Weltwirtschaftliche Entwicklung


Insgesamt setzte die Weltwirtschaft im Berichtszeitraum ihr deutliches Wachstum aus dem erfolgreichen Jahr 2005 fort. Der Internationale Währungsfonds (IWF) hat seine Prognose für das weltweite Wirtschaftswachstum für das Jahr 2006 von 4,8 % auf 5,1 % angehoben. Trotz dieser positiven Aussicht hat der IWF gleichzeitig darauf hingewiesen, dass die Risiken durch globale Ungleichgewichte größer geworden sind. Vor allem die hohen Öl- und Rohstoffpreise und eine höhere Inflation, besonders in den USA, könnten das Wirtschaftswachstum dämpfen.

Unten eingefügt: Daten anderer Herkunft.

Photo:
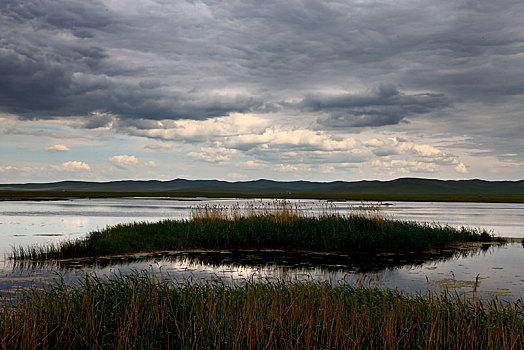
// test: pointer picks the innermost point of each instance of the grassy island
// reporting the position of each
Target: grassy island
(277, 225)
(143, 311)
(138, 312)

Positiv entwickelt hat sich auch die Wirtschaft im Euroraum. Die Organisation für wirtschaftliche Zusammenarbeit und Entwicklung (OECD = Organization for Economic Co-operation and Development) hat in einem Zwischenbericht die Wachstumsprognose für 2006 von bisher 2,2 % auf 2,7 % angehoben. Der Euroraum profitiert davon, dass in den beiden großen Volkswirtschaften Frankreich und Deutschland die Binnennachfrage steigt und die Arbeitslosigkeit zurückgeht. Die Arbeitslosenquote in den zwölf Mitgliedsstaaten der Währungsunion ist erstmals seit 2001 unter 8 % gefallen. Zum ersten Mal seit Jahren hat die Wirtschaft im Euroraum im zweiten Quartal 2006 stärker zulegen können als in den USA.

Zu den Motoren des wirtschaftlichen Wachstums in Europa zählte Deutschland. Die deutsche Wirtschaft ist so stark gewachsen wie seit fünf Jahren nicht mehr. Nach Angaben des Statistischen Bundesamts war das reale Bruttoinlandsprodukt (BIP) im zweiten Quartal 2006 um 1,0 % höher als im Vorjahreszeitraum. Das Institut für Weltwirtschaft (IfW) hat seine Prognose für das BIP von 2,1 % auf 2,4 % erhöht; die OECD geht von einem Wachstum von 2,2 % (vorher 1,8 %) aus.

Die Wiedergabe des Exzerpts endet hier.